Выбрать главу

На самом деле, когда мы с Марком Олшейкером расследовали печально известное похищение Линдберга в 1932 году для нашей книги «Дела, которые преследуют нас» (The Cases That Haunt Us), нас сбивал с толку только один нюанс. Даже оказавшись на электрическом стуле в Нью-Джерси, Бруно Рихард Гауптман отказался признаться в похищении и убийстве ребенка, Чарли Линдберга – младшего, или даже в малейшей степени своего участия в этом преступлении. Мы без всяких сомнений определили, что Гауптман причастен к злодейству. Хотя, в отличие от многих других, кто рассматривал это печально известное дело на протяжении многих лет, мы убеждены, что он не мог действовать в одиночку. Однако он продолжал настаивать на своей невиновности и утверждать, что ничего не знал о преступлении. Даже когда ему предложили заменить смертную казнь пожизненным заключением, если он пойдет на сотрудничество со следствием и назовет имена сообщников. Он пошел на казнь, стойко сохраняя свою позицию.

Когда мы тщательно составили поведенческий профиль Гауптмана, то пришли к выводу, что его мотивация исходила из личной жесткости и представлений о чести. Гауптман предпочел скорее умереть, чем жить и оставить свою семью, жену и маленького сына, со стыдом (и, возможно, финансовыми проблемами, связанными с этим) признавшегося убийцы.

У Роджера Коулмана не было никакого стимула, чтобы сделать такой выбор. Он не собирался заключать сделку о признании вины или смягчать свой смертный приговор тем, что стал бы «говорить правду». Он крестился в тюрьме, и его капеллан сказал, что этот человек серьезно относится к своей вере, поэтому его последнее заявление чрезвычайно обеспокоило всех, кто заботится о справедливости.

Споры о Коулмане не утихли. «Я обещал Роджеру Коулману, в ночь, когда его казнили, сделать все, что в моих силах, чтобы доказать его невиновность, – объявил Макклоски. – Это были мои последние слова умирающему».

Он сдержал свое слово. Он исследовал утверждения о том, что другой человек в Гранди признался в убийстве Ванды Маккой, и настаивал на том, чтобы были повторно проведены исследования оставшихся образцов жидкости, потому что технология исследования ДНК с тех пор далеко продвинулась вперед. Генеральная прокуратура Вирджинии в лице прокурора Джерри Килгора упорно сопротивлялась проведению этих исследований.

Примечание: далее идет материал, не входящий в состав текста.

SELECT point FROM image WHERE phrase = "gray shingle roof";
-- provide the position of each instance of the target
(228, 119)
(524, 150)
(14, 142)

«Власть штата постоянно твердит гражданам, что нам нужна смертная казнь, – заявил представитель “Центурион Министрис”. – Общественность имеет право знать, правильно ли это».

Килгор возразил, что дело рассматривалось в судах более десяти лет и «Доктрина окончательности» требует, чтобы в итоге процесс завершился: «Нам нужен окончательный приговор. Мы в Вирджинии уверены, что Роджер Коулман совершил преступление и был наказан должным образом».

Организация «Центурион» при поддержке четырех газет, в том числе Washington Post, обратилась в Верховный суд Вирджинии с ходатайством перепроверить доказательства, полученные при анализе ДНК. Суду потребовалось больше года, чтобы ответить отказом. Затем последовало обращение к губернатору Марку Уорнеру за аналогичным распоряжением. Уорнер, еще один сторонник смертной казни и демократ, также ответил не сразу, но, судя по всему, его адвокаты серьезно занялись этим вопросом.

К тому времени дело Коулмана стало ключевым в этической и правовой борьбе вокруг высшей меры наказания, а его призрак не давал покоя множеству общественных дискуссий. Аболиционисты считали, что если бы они смогли получить материальные доказательства казни одного невиновного человека, вся моральная опора аргументов в пользу казни разбилась бы вдребезги.

Наконец, 6 января 2006 года, когда Уорнер собирался покинуть свой пост (губернаторы Вирджинии ограничены одним сроком), он объявил, что заказал повторное тестирование образцов жидкости с места убийства Ванды Маккой. Неясно, поддался ли он давлению общественности или искренне хотел узнать раз и навсегда, могла ли Вирджиния совершить ужасную судебную ошибку. Самым простым и искренним объяснением этого поступка, вероятно, является то, что Уорнер сказал Энтони Бруксу с Национального общественного радио (NPR): «Если у нас есть доступ к правде, давайте разберемся с этим. Давайте выясним, что есть правда, так или иначе».